Le procureur général égyptien Abdel Meguid Mahmoud a été maintenu samedi à son poste, à l'issue d'une rencontre avec le président Mohamed Morsi qui avait tenté de le limoger deux jours auparavant, provoquant une nouvelle crise en Egypte. — Ho afp.com

Le procureur général égyptien Abdel Meguid Mahmoud a été maintenu samedi à son poste, à l'issue d'une rencontre avec le président Mohamed Morsi qui avait tenté de le limoger deux jours auparavant, provoquant une nouvelle crise en Egypte.
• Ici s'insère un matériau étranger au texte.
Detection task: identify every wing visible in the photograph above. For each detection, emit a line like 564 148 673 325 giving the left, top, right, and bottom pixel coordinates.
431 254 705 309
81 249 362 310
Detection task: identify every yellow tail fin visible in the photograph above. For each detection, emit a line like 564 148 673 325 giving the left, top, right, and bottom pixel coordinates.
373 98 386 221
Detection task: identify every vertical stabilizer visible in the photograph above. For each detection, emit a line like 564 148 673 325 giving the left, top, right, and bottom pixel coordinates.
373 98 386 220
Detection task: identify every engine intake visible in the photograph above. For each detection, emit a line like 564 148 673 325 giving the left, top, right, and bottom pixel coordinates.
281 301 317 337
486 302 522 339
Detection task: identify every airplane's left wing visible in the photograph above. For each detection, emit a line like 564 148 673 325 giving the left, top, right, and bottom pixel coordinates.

Le chef d'Etat a démis jeudi Abdel Mahmoud, le nommant ambassadeur au Vatican, une décision qui avait ravivé les tensions entre les juges nommés sous le régime du président déchu Hosni Moubarak et Mohamed Morsi, qui a tenté en vain de rétablir le Parlement dominé par les islamistes mais dissous par décision de justice.

«Un malentendu»

Aussitôt après l'annonce de son limogeage, le procureur général avait déclaré qu'il restait à son poste, affirmant que «selon la loi, un membre du corps judiciaire ne peut pas être démis par le pouvoir exécutif». Samedi, il a affirmé à la presse avoir rencontré le président Morsi, à l'initiative de ce dernier, ainsi que le vice-président Mahmoud Mekki, «et nous avons convenu que je restais à mon poste puisque je le souhaitais».

De son côté, Mekki a évoqué lors d'une conférence de presse «un malentendu», «la présidence avait été informée que le procureur avait accepté de quitter son poste, c'est pour cela qu'il a été nommé ambassadeur au Vatican». «L'indépendance du pouvoir judiciaire est un objectif essentiel» pour la présidence, a-t-il assuré accusant certaines forces politiques qu'il n'a pas identifiées de «chercher à entraîner le pouvoir judiciaire dans la bataille politique».

Vendredi, le procureur général avait affirmé dans un communiqué avoir reçu des «menaces directes et indirectes» de hauts responsables le poussant à accepter son limogeage.